Re: [PATCH] x86: uaccess: fix regression in unsafe_get_user

From: Andy Lutomirski
Date: Mon Feb 18 2019 - 14:16:03 EST


On Mon, Feb 18, 2019 at 5:04 AM Thomas Gleixner <tglx@xxxxxxxxxxxxx> wrote:

> > Another would be to have the buffer passed to flush_buffer() (i.e.
> > the callback of decompress_fn) allocated with 4 bytes of padding
> > past the part where the unpacked piece of data is placed for the
> > callback to find. As in,
> >
> > diff --git a/lib/decompress_inflate.c b/lib/decompress_inflate.c
> > index 63b4b7eee138..ca3f7ecc9b35 100644
> > --- a/lib/decompress_inflate.c
> > +++ b/lib/decompress_inflate.c
> > @@ -48,7 +48,7 @@ STATIC int INIT __gunzip(unsigned char *buf, long len,
> > rc = -1;
> > if (flush) {
> > out_len = 0x8000; /* 32 K */
> > - out_buf = malloc(out_len);
> > + out_buf = malloc(out_len + 4);
>
> +8 actually.
>
> > } else {
> > if (!out_len)
> > out_len = ((size_t)~0) - (size_t)out_buf; /* no limit */
> >
> > for gunzip/decompress and similar ones for bzip2, etc. The contents
> > layout doesn't have anything to do with that...
>
> Right. That works nicely.
>

This seems like it's just papering over the underlying problem: with
Jann's new checks in place, strncpy_from_user() is simply buggy. Does
the patch below look decent? It's only compile-tested, but it's
conceptually straightforward. I was hoping I could get rid of the
check-maximum-address stuff, but it's needed for architectures where
the user range is adjacent to the kernel range (i.e. not x86_64).
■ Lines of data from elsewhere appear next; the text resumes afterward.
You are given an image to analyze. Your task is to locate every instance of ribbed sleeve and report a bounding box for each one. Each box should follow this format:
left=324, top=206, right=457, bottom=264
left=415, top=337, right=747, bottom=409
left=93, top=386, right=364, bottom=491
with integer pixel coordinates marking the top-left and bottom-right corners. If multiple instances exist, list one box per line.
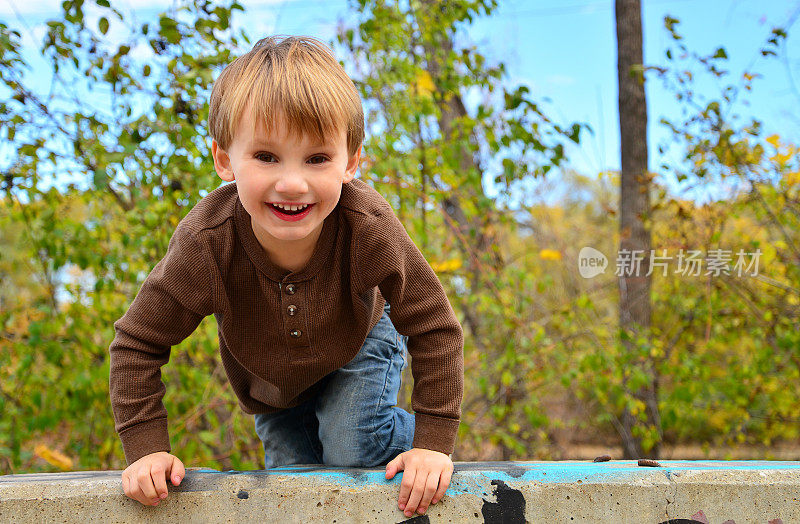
left=109, top=226, right=212, bottom=464
left=356, top=203, right=464, bottom=454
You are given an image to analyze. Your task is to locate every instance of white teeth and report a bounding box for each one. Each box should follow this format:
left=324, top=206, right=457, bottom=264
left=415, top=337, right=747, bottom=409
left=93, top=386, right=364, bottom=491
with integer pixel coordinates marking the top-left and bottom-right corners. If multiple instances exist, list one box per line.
left=273, top=204, right=308, bottom=211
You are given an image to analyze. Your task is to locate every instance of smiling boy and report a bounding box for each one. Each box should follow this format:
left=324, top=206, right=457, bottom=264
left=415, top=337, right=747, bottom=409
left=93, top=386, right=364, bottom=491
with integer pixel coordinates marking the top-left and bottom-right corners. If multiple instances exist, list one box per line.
left=109, top=37, right=463, bottom=516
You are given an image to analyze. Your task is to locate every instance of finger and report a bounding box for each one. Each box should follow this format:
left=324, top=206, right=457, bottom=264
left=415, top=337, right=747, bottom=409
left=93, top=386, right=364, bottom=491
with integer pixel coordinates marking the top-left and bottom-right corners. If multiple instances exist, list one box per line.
left=136, top=467, right=157, bottom=504
left=397, top=469, right=416, bottom=509
left=417, top=473, right=439, bottom=515
left=386, top=453, right=405, bottom=479
left=128, top=480, right=150, bottom=506
left=405, top=471, right=428, bottom=517
left=169, top=457, right=186, bottom=486
left=431, top=468, right=453, bottom=504
left=150, top=463, right=169, bottom=500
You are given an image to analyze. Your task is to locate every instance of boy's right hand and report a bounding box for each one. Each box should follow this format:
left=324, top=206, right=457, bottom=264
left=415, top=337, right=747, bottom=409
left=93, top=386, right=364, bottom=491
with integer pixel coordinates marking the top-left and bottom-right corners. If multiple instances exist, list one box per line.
left=122, top=451, right=186, bottom=506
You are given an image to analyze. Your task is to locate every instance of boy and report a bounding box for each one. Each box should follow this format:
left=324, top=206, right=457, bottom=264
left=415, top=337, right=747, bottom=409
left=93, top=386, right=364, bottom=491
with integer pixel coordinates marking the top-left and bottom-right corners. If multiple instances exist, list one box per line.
left=109, top=37, right=463, bottom=516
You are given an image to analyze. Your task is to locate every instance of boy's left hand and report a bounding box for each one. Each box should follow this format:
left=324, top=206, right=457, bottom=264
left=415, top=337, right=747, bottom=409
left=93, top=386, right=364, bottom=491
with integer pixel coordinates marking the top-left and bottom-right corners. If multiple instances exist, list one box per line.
left=386, top=448, right=453, bottom=517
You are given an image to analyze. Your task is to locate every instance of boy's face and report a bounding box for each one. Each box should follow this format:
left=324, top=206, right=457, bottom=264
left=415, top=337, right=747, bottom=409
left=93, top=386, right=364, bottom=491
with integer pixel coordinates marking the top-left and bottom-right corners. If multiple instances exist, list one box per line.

Jann, I'm still unhappy that this code will write up to sizeof(long)-1
user-controlled garbage bytes in-bounds past the null-terminator in
the kernel buffer. Do you think that's worth changing, too? I don't
think it's a bug per se, but it seems like a nifty little wart for an
attacker to try to abuse.

On brief inspection, strnlen_user() does not have an equivalent bug.
diff --git a/lib/strncpy_from_user.c b/lib/strncpy_from_user.c
index 58eacd41526c..709d6efe0d42 100644
--- a/lib/strncpy_from_user.c
+++ b/lib/strncpy_from_user.c
@@ -10,12 +10,7 @@
#include <asm/byteorder.h>
#include <asm/word-at-a-time.h>

-#ifdef CONFIG_HAVE_EFFICIENT_UNALIGNED_ACCESS
-#define IS_UNALIGNED(src, dst) 0
-#else
-#define IS_UNALIGNED(src, dst) \
- (((long) dst | (long) src) & (sizeof(long) - 1))
-#endif
+#define IS_UNALIGNED(addr) (((long)(addr)) & (sizeof(long) - 1))

/*
* Do a strncpy, return length of string without final '\0'.
@@ -35,14 +30,39 @@ static inline long do_strncpy_from_user(char *dst, const char __user *src, long
if (max > count)
max = count;

- if (IS_UNALIGNED(src, dst))
+ /*
+ * First handle any unaligned prefix of src.
+ */
+ while (max && IS_UNALIGNED(src+res)) {
+ char c;
+
+ unsafe_get_user(c, src+res, efault);
+ dst[res] = c;
+ if (!c)
+ return res;
+ res++;
+ max--;
+ }
+
+ /*
+ * Now we know that src + res is aligned. If dst is unaligned and
+ * we don't have efficient unaligned access, then keep going one
+ * byte at a time. (This could be optimized, but it would make
+ * the code more complicated.
+ */
+#ifndef CONFIG_HAVE_EFFICIENT_UNALIGNED_ACCESS
+ if (IS_UNALIGNED(dst + res))
goto byte_at_a_time;
+#endif

while (max >= sizeof(unsigned long)) {
+ /*
+ * src + res is aligned, so the reads in this loop will
+ * not cross a page boundary.
+ */
unsigned long c, data;

- /* Fall back to byte-at-a-time if we get a page fault */
- unsafe_get_user(c, (unsigned long __user *)(src+res), byte_at_a_time);
+ unsafe_get_user(c, (unsigned long __user *)(src+res), efault);

*(unsigned long *)(dst+res) = c;
if (has_zero(c, &data, &constants)) {
@@ -54,7 +74,9 @@ static inline long do_strncpy_from_user(char *dst, const char __user *src, long
max -= sizeof(unsigned long);
}

-byte_at_a_time:
+ /*
+ * Finish the job one byte at a time.
+ */
while (max) {
char c;